欲という名の“善人”──誰が得をし、誰が滅びるのか?
あなたは「欲求」と聞いて、どんな絵を想像するだろうか?
金を欲しがる人。
セックスを欲しがる人。
酒や博打をほしがる人。
しかし、欲の本質はもっと深い。
それは、自己の不足感から来る「他者利用」の行為だ。
「神求め」とするその行為でさえ、一見敬虔のように見えて、背後には「利益義」が隠れている。
欲はつまり、「自我」の利益のための行動だ。
そして、その自我は弱さゆえの要求に満ちており、しばしば善意や善意の表情を装って現れる。
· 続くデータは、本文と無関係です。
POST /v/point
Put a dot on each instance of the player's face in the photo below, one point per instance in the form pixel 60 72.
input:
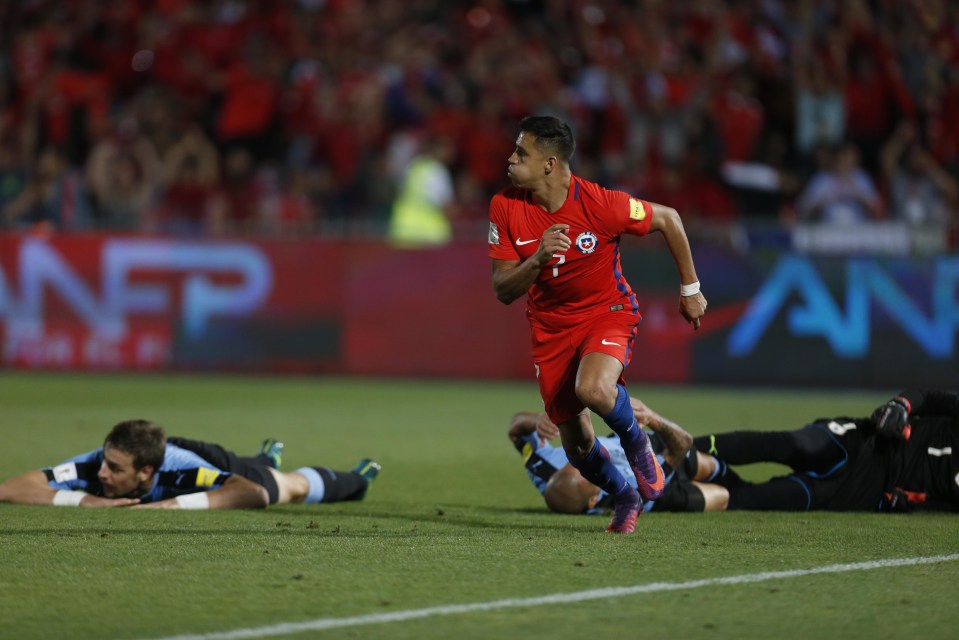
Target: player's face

「神への祈り」と「献身」の名を借りながら、自分の得したいことのために動く宗教家。
「あなたのためね」と言いながら、未回収の夢を子どもに押し付ける親。
がむしゃらに働く、またはまったく働かない、どちらでも「心」を無視した生き方。
愛を商売や駆け引きの道具にする男女。
これらはすべて、自我の形をしている。
見栄、執着、承認欲求、競争心、見返りを期待する謙虚さ……
それらはすべて「自我」という名の仮面を装着している。
しかし、この自我に執着して生きるなら、あなたは本当の自分を失い、誰かの動作令や快楽を補充するためだけの
「欲しがる空白なシナリオ」のようなものだ。
本当の救いは、この自我を認識することで始まる。
そしてその側に、真に温もりある、この世のどこにも存在しない「真の依り所」が現れ始める。